I see it only rarely, but Hana says that the cured do feel emotions, just not the grand sweeps that we do. She says they feel the little things more intensely than we do, that's why they see more emotion in each other than we can see, looking at them. It's hard to believe that sometimes, but I suppose she knows.

Hana has become a bridge of sorts, between the cured and the uncured. I suppose that's the benefit of a partial cure, one that didn't work as intended. They always said that each person is different, so each cure works differently. She and my mother certainly prove that. Hana doesn't feel as intensely as Annabel, but she certainly feels. She says the cure blunted her strongest feelings, eased her memories, made it seem like they all occurred years ago but didn't otherwise touch them. Now that time has passed, and real years separate those memories for me, we seem more alike again. We've become friends again.

Hana is still mayor. At first, she was appointed by the cured population, a desperate attempt to maintain a dying system, to pretend they still had control over the city. No one else regarded her as having any authority, but when I talked to my mother, explained that Hana let me go, helped me even, while ensuring that Fred died, the R began to take her seriously.
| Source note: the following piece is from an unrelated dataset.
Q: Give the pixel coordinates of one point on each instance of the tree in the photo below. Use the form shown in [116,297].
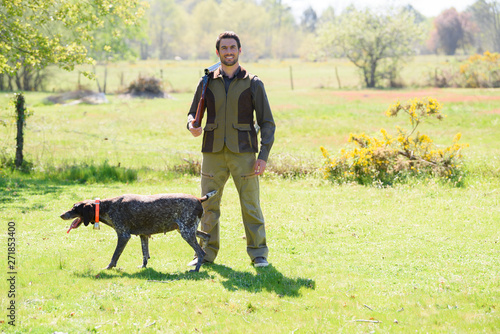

And when they saw how she understood both sides and could help the city move forward in a unified form, they backed her. Her first major act was to open the Crypts, to evaluate every prisoner to see who could be released, and to reform every aspect of how the remainder were treated. She kept the cell, though, the one my mother and Alex both inhabited, the one where every part of the walls is covered with the word love. She turned it into a museum of sorts, a lesson to all that love should not, can not, be imprisoned – it will always find the way to freedom. It may cause pain on the way, but it will get there in the end. For that I'm glad.